Dreams of Joy
“Just remember, a person is his – or her – history… What is your history and what are you going to be?” Continuing from the story told in Shanghai Girls, Pearl and Joy journey back to China to hopefully heal the past and forge a deeper connection for the future.
Joy has just discovered that the one she called Mom is really her aunt, and vice versa. Devastated by her stepfather’s suicide, she believes in China she will escape her overwhelming guilt and immerse herself in the communist way in Green Dragon Village. Mao Tse-Tung’s New Society of China is supposedly thriving in the year 1957, but that is all about to drastically change. In the ensuing years, Joy will meet her real father, Z.G. Li, an artist who creates paintings and posters for Communist Party propaganda, fall in love, marry, and have a child. Her idealism, however, is about to undergo a startling and devastating metamorphosis as the dream of utopia devolves into the devastating poverty and brutality manifest during the years of the Great Leap Forward.

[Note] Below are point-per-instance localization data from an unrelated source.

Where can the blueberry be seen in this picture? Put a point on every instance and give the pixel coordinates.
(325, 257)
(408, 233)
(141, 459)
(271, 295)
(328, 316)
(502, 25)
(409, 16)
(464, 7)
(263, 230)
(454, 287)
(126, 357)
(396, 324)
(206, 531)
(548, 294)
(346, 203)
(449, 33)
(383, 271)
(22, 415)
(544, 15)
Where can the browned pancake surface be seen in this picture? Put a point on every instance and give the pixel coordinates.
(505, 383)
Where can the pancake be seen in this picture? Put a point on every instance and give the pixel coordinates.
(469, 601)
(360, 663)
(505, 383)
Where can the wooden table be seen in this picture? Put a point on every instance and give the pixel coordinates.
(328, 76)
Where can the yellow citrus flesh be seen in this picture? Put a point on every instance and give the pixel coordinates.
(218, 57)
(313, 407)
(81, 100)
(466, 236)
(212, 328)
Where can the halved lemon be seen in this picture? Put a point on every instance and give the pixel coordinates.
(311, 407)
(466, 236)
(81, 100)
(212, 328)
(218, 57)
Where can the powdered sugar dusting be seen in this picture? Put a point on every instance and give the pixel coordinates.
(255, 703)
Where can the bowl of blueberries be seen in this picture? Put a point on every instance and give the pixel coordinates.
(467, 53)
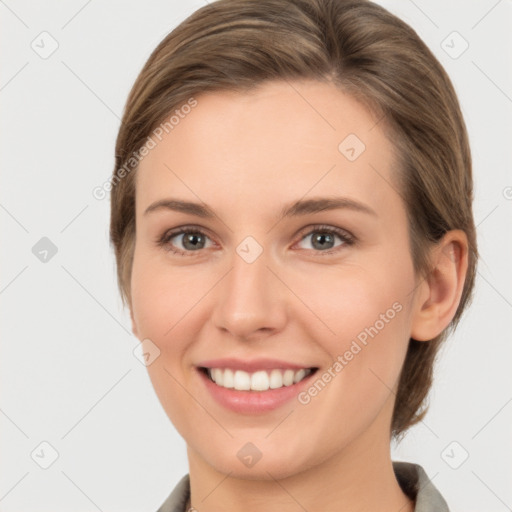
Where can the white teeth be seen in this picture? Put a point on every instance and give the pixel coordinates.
(257, 381)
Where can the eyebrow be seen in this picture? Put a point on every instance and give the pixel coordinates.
(298, 208)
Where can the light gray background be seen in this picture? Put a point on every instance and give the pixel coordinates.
(68, 374)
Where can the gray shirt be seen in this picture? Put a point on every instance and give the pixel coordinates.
(412, 479)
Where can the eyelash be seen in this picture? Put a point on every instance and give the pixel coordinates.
(347, 238)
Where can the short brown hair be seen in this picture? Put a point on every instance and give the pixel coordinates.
(365, 51)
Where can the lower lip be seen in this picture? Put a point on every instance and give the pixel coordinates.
(253, 402)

Pearl, her aunt who raised Joy, follows her to China and maintains a tenuous connection with the ferocious, unconditional love of a true mother during this fragile historical period when progress jettisons long-revered tradition.

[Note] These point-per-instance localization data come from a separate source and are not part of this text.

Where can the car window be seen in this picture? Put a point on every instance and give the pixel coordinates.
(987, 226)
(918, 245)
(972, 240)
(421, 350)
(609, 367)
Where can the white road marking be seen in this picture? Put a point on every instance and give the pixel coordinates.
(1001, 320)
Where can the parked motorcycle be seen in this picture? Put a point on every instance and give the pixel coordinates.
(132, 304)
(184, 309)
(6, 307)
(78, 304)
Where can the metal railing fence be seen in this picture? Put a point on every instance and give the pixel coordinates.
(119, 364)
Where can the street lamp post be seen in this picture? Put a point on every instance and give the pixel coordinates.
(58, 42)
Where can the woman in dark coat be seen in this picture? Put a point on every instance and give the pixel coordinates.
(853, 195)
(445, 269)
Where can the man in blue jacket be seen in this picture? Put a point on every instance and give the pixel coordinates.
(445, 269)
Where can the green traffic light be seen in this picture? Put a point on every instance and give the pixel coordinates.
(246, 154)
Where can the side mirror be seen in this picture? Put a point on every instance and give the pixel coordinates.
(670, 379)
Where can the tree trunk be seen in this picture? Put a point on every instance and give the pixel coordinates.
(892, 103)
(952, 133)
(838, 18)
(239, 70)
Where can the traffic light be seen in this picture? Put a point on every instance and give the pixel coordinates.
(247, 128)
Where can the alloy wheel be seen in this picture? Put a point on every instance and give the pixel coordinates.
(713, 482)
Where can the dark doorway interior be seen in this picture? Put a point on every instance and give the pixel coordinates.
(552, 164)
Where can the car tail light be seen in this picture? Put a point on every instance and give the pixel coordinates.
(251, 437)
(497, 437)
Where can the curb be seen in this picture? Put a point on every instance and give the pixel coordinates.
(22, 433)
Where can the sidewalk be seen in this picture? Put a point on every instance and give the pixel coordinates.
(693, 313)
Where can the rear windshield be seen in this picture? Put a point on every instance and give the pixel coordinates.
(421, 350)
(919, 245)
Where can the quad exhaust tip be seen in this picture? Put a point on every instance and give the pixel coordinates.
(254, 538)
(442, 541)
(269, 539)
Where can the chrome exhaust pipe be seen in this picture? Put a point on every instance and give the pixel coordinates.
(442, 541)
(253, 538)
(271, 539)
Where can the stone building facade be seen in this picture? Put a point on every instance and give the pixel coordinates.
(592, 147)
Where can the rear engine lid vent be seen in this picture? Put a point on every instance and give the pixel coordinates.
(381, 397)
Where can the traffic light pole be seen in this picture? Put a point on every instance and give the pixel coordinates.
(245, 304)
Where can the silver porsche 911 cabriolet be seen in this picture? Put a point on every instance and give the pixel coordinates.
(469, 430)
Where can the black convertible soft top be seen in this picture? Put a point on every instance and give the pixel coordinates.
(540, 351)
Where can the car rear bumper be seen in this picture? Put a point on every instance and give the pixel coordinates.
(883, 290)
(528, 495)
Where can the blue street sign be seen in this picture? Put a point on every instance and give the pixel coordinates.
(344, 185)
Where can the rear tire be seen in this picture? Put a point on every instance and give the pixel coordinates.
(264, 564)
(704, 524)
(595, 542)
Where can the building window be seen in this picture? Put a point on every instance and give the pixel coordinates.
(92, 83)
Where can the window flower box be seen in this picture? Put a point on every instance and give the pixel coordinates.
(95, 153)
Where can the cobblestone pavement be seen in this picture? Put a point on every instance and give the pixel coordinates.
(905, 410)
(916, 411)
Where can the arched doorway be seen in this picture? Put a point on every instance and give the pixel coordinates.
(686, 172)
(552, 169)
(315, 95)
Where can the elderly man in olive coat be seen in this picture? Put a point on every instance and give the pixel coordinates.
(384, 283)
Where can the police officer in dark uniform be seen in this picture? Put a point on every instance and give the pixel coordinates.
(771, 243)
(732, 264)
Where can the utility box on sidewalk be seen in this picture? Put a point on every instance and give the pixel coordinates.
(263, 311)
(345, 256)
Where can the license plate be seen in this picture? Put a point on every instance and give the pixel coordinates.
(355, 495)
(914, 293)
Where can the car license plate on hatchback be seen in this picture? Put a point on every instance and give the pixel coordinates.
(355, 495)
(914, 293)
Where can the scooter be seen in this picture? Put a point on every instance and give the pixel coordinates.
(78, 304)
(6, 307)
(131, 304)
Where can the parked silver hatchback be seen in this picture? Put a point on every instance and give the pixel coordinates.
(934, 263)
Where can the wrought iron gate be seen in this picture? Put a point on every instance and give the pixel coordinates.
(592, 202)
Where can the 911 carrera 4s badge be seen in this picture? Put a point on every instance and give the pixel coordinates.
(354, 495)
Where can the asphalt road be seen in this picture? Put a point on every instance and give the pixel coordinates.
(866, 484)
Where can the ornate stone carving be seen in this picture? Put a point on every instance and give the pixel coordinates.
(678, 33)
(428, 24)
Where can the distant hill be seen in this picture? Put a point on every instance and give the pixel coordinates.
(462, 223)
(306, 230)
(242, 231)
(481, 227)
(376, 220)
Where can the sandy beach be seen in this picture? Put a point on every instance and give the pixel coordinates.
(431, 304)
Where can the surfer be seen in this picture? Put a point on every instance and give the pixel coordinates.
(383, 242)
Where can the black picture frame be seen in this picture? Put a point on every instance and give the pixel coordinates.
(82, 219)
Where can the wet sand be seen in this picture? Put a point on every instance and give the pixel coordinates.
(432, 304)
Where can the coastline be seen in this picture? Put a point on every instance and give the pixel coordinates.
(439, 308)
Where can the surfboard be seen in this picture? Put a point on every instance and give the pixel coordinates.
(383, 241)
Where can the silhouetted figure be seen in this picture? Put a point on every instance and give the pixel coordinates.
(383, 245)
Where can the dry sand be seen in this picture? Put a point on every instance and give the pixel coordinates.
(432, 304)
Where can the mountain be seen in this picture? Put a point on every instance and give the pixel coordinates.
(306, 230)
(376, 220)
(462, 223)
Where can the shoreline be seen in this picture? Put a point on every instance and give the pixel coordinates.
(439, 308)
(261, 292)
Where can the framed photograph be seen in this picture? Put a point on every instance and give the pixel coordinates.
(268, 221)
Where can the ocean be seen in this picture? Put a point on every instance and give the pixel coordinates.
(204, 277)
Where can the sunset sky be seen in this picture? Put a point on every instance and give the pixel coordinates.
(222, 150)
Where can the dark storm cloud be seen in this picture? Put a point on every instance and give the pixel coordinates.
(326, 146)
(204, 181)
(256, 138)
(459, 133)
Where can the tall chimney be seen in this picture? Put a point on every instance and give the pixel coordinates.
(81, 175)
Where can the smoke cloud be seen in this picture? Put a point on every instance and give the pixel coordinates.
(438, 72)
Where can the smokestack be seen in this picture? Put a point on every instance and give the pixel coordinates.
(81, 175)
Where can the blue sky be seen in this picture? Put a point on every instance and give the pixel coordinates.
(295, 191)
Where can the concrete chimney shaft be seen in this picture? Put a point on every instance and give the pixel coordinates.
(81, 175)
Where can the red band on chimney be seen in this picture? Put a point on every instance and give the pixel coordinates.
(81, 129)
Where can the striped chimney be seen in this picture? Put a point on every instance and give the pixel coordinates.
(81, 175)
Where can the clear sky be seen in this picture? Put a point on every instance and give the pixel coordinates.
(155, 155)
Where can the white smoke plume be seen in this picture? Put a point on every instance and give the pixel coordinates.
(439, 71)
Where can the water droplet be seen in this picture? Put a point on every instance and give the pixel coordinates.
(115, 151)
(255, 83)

Lisa See has clearly done remarkable research as she depicts the range of confusing thoughts, misspoken and carefully crafted words, and unpredictable deeds constantly in heartrending flux for this broken family and nation. The full range of vicissitudes of romantic love, familial love, and love of country carry the reader through breathtaking pages in which our hope, despair and joy parallel these remarkable characters’ experiences all the way to a realistic, endearing conclusion. Lisa See has once again penned an astonishing historical novel.